Praticamente um ano se passou quando resolvemos fazer um manifesto a favor do consumo de glúten por pessoas que não tem a doença celíaca (leia aqui) e cá estamos nós de novo para falar deste tão temido composto alimentar.
O motivo que me traz de volta a este assunto é muito simples. Nós, aqui do Batata Frita, lemos três reportagens interessantes que falavam sobre a temática da dieta glúten-free. Em duas delas, mais voltadas ao valor nutricional destas práticas alimentares, víamos que existia uma clara tendência em incentivar as pessoas a, talvez, não excluir o glúten de maneira tão radical e precoce da sua alimentação. As alegações eram várias, que passavam da baixa ingestão de fibras em uma dieta sem os alimentos fonte desta proteína, quanto a baixa qualidade nutricional de uma rotina alimentar sem glúten. Na outra reportagem, da revista The Economist, fomos apresentados ao significante aumento do faturamento da indústria alimentícia após o “boom” das dietas sem glúten: o crescimento desta fatia do mercado chegava a 45% de 2011 a 2013, com faturamentos anuais de 15 bilhões de dólares.

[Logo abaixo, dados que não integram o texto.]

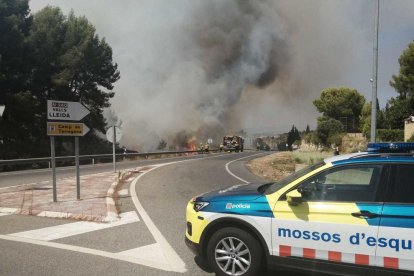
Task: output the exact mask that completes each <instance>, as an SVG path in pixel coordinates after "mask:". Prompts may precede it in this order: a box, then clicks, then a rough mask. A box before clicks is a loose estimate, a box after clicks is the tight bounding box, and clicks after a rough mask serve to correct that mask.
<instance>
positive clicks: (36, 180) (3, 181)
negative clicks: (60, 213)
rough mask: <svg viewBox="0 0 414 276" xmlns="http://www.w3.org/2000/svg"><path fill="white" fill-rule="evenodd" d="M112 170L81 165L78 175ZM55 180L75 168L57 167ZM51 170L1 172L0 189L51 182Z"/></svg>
mask: <svg viewBox="0 0 414 276" xmlns="http://www.w3.org/2000/svg"><path fill="white" fill-rule="evenodd" d="M203 157H205V156H204V155H202V154H201V155H200V154H195V155H192V156H184V157H170V158H163V159H149V160H135V161H123V162H118V163H117V164H116V168H117V169H118V170H124V169H129V168H135V167H139V166H147V165H153V164H157V163H160V162H174V161H180V160H187V159H198V158H203ZM111 170H113V165H112V163H101V164H95V165H82V166H80V174H81V175H86V174H94V173H101V172H107V171H111ZM56 173H57V178H58V179H59V178H60V179H62V178H66V177H73V176H75V167H74V166H69V167H58V168H56ZM51 174H52V170H51V169H34V170H25V171H13V172H3V173H0V188H3V187H8V186H14V185H20V184H28V183H36V182H41V181H45V180H51V178H52V177H51Z"/></svg>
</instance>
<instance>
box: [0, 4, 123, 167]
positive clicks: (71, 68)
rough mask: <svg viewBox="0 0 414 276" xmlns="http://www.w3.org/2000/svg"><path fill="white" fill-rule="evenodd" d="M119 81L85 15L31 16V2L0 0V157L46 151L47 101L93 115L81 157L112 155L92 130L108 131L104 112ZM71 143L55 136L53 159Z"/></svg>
mask: <svg viewBox="0 0 414 276" xmlns="http://www.w3.org/2000/svg"><path fill="white" fill-rule="evenodd" d="M119 78H120V72H119V70H118V68H117V64H116V63H115V62H114V61H113V59H112V49H111V47H110V46H109V44H108V43H107V42H106V41H105V39H104V38H101V37H99V35H98V34H97V33H96V30H95V27H94V26H93V25H92V24H91V23H90V22H89V21H88V19H87V18H86V17H84V16H76V15H75V14H74V13H73V11H72V12H70V13H69V14H68V15H64V14H63V13H62V11H61V10H60V8H58V7H51V6H47V7H45V8H44V9H42V10H40V11H38V12H36V13H34V14H32V13H30V9H29V4H28V0H0V105H5V110H4V113H3V116H2V117H0V159H12V158H28V157H39V156H48V155H49V154H50V146H49V138H48V137H47V136H46V122H47V114H46V112H47V100H48V99H50V100H62V101H77V102H81V103H82V104H84V105H85V106H86V107H87V108H88V109H89V110H90V114H89V116H87V117H86V118H85V121H84V122H85V124H86V125H88V127H89V128H90V129H91V131H90V133H88V134H87V135H86V136H85V137H84V139H82V140H81V143H80V144H81V149H80V150H81V154H91V153H103V152H106V153H107V152H110V144H109V143H106V142H104V141H103V140H101V139H99V138H98V137H97V136H96V133H95V131H99V132H105V129H106V125H107V124H106V121H105V119H104V117H103V114H102V113H103V109H104V108H107V107H109V106H110V103H109V99H110V98H112V97H113V96H114V92H113V88H114V83H115V82H116V81H117V80H118V79H119ZM72 140H73V138H72V139H68V138H66V139H65V138H60V139H57V142H58V143H57V145H56V147H57V148H56V151H57V154H58V155H59V154H63V153H65V152H67V151H68V150H69V151H70V143H71V141H72ZM65 145H69V146H66V147H65Z"/></svg>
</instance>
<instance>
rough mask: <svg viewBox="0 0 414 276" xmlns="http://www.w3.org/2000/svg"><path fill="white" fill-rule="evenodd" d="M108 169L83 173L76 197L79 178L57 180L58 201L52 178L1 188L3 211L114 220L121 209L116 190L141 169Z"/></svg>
mask: <svg viewBox="0 0 414 276" xmlns="http://www.w3.org/2000/svg"><path fill="white" fill-rule="evenodd" d="M145 169H146V168H136V169H131V170H125V171H122V172H118V173H114V172H105V173H99V174H91V175H85V176H81V178H80V186H81V190H80V195H81V198H80V200H78V199H77V198H76V179H75V178H74V177H69V178H65V179H59V180H58V181H57V185H56V186H57V202H53V200H52V199H53V197H52V184H51V183H50V181H43V182H39V183H31V184H24V185H18V186H13V187H7V188H1V189H0V213H10V214H22V215H34V216H42V217H54V218H67V219H77V220H86V221H114V220H117V219H118V213H119V210H118V208H117V204H118V198H119V196H118V193H117V190H118V188H119V186H120V185H122V184H123V183H124V182H125V181H128V180H130V178H131V177H134V176H135V175H136V174H137V173H139V172H141V170H145Z"/></svg>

Diante destes fatos eu ainda quero lhe perguntar: será que retirar o glúten da dieta é uma ação motivada por estudos clínicos, ou por uma necessidade do mercado em se reinventar?

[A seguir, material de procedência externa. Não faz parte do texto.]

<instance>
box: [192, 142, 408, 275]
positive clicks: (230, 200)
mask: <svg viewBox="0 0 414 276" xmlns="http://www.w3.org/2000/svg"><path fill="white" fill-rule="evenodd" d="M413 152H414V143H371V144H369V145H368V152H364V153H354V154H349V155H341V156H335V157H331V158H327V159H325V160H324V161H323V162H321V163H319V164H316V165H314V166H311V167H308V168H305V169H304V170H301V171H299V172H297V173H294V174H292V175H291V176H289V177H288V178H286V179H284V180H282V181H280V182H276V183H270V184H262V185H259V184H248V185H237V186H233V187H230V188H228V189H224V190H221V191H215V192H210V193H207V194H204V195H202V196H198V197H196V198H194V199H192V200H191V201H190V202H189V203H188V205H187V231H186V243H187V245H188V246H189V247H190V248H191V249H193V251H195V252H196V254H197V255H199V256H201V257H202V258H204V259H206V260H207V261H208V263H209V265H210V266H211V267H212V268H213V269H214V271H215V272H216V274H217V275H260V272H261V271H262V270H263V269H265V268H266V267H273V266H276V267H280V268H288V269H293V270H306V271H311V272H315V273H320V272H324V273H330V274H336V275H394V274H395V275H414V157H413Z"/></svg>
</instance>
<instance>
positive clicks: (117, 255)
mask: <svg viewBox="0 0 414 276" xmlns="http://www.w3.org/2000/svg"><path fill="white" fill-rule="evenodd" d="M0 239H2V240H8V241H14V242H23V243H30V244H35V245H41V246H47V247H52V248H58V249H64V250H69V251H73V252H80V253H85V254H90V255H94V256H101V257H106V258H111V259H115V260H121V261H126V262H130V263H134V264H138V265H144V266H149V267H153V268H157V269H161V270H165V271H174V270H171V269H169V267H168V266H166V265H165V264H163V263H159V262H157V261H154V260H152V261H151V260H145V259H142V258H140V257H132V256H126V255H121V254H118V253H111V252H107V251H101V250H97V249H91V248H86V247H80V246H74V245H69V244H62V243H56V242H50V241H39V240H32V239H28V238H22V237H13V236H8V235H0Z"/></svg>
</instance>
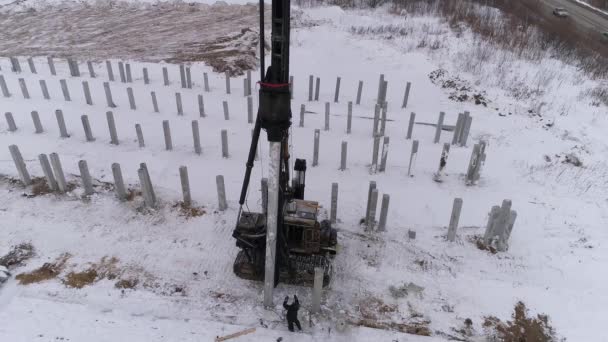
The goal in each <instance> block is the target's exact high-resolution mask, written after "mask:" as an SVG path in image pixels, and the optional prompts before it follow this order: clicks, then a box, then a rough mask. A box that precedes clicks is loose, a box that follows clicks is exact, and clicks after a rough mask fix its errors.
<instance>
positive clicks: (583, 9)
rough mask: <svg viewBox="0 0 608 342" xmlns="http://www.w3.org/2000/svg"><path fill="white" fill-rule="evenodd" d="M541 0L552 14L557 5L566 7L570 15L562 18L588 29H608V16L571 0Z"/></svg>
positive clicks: (594, 29) (576, 24) (547, 9)
mask: <svg viewBox="0 0 608 342" xmlns="http://www.w3.org/2000/svg"><path fill="white" fill-rule="evenodd" d="M539 1H540V2H541V3H542V4H544V5H545V7H546V10H547V11H549V14H551V12H552V11H553V9H554V8H555V7H563V8H565V9H566V10H567V11H568V12H569V13H570V17H569V18H564V19H561V20H572V21H573V22H574V23H575V24H576V25H578V26H580V27H581V28H584V29H587V30H594V31H597V32H606V31H608V18H606V17H603V16H601V15H599V14H597V13H595V12H593V11H591V10H588V9H586V8H583V7H581V6H579V5H577V4H574V3H573V2H572V1H570V0H539Z"/></svg>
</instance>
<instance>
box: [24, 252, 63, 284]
mask: <svg viewBox="0 0 608 342" xmlns="http://www.w3.org/2000/svg"><path fill="white" fill-rule="evenodd" d="M70 257H71V255H70V254H69V253H63V254H61V255H60V256H59V257H57V259H55V261H53V262H47V263H44V264H43V265H42V266H41V267H39V268H37V269H35V270H33V271H31V272H27V273H21V274H18V275H17V276H16V277H15V279H17V280H18V281H19V284H21V285H29V284H34V283H40V282H43V281H46V280H50V279H54V278H57V276H59V274H60V273H61V271H63V269H64V268H65V266H66V263H67V261H68V259H70Z"/></svg>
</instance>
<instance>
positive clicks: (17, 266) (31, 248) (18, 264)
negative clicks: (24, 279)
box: [0, 242, 34, 269]
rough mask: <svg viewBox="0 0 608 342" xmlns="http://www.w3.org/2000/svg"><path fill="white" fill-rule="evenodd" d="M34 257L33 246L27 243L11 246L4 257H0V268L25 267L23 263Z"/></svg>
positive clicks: (24, 262)
mask: <svg viewBox="0 0 608 342" xmlns="http://www.w3.org/2000/svg"><path fill="white" fill-rule="evenodd" d="M33 256H34V246H32V244H31V243H29V242H24V243H20V244H18V245H17V246H13V247H12V248H11V250H10V251H9V252H8V253H7V254H6V255H4V256H2V257H0V266H4V267H6V268H7V269H13V268H16V267H19V266H23V265H25V261H27V260H28V259H30V258H31V257H33Z"/></svg>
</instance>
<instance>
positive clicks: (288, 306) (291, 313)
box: [283, 295, 302, 332]
mask: <svg viewBox="0 0 608 342" xmlns="http://www.w3.org/2000/svg"><path fill="white" fill-rule="evenodd" d="M288 300H289V297H285V301H284V302H283V307H284V308H285V310H287V325H288V327H289V331H291V332H293V324H294V323H295V324H296V325H297V326H298V329H300V330H302V326H301V325H300V321H299V320H298V310H299V309H300V302H299V301H298V297H297V296H296V295H294V296H293V304H291V305H289V304H287V301H288Z"/></svg>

Não preciso reforçar aqui o quanto eu julgo importante para a nossa alimentação a ingestão do trigo e de outros alimentos que contém o glúten em sua composição, já que quem nos acompanha sabe direitinho qual é o nosso posicionamento sobre o assunto. Não preciso também dizer que a dieta glúten-free, realizada por pacientes celíacos, não precisa ser deficiente em nutrientes ou valor nutricional, já que hoje, além das alternativas industrializadas sem a proteína, é possível fazer substituições saudáveis que permitem que estes indivíduos tenham uma vida perfeitamente normal. Então porque estamos nos debatendo e protestando contra a prática da dieta glúten-free por indivíduos saudáveis? A resposta para mim (que já estava muito clara na minha cabeça), veio após a leitura destas reportagens.
Nós somos verdadeiras marionetes da indústria alimentícia. Nas últimas três décadas esta tendência só se torna ainda maior. Queremos saber cada vez mais sobre o que faz bem, o que faz mal, o que emagrece, o que dá câncer, o que engorda e o que mata. Por isto dietas da moda fazem tanto sucesso, livros sobre alimentação vendem tanto e produtos da seção diet dos supermercados são os mais caros e mais procurados. A indústria entende muito bem esta demanda e necessidade, e sabe muito bem trabalhar a clientela que tem. Não é suspeito o glúten, que antes era um nutriente como outro qualquer, de repente virar o maior vilão da nossa alimentação? E assim, repentinamente, surgirem tantas alternativas industrializadas para que ele pudesse ser excluído da nossa alimentação? As estatísticas do mercado consumidor são bem claras sobre a procura destes produtos, que é muito maior em grupos de pessoas saudáveis do que por quem tem a doença celíaca. E é esta procura que justifica o grande faturamento do mercado.
Tirar o glúten não vai te fazer mais magro ou mais saudável, mas com certeza vai deixar os bolsos dos produtores destes alimentos ainda muito mais cheios. Você sabia que os produtos sem glúten hoje são mais procurados do que os vegetarianos? Pois é. Talvez tenha chegado a hora de começarmos a rever nossos conceitos em relação a estes alimentos. Quem sabe falando sobre o que dói no bolso chame mais a atenção do que a importância nutricional deste composto alimentar? Quem sabe diminuindo a nossa demanda por estes produtos (desnecessários) para pessoas sem a doença celíaca, conseguimos forçar o mercado para baratear os preços para quem realmente precisa adquirir estes alimentos? Queridos leitores, não deixem de refletir sobre o que estamos falando há mais de um ano, mas se vocês ainda não confiam 100% na nossa opinião não tem problema, é só não deixar de acreditar que a indústria alimentícia não está tão preocupada assim com o seu bem estar como parece.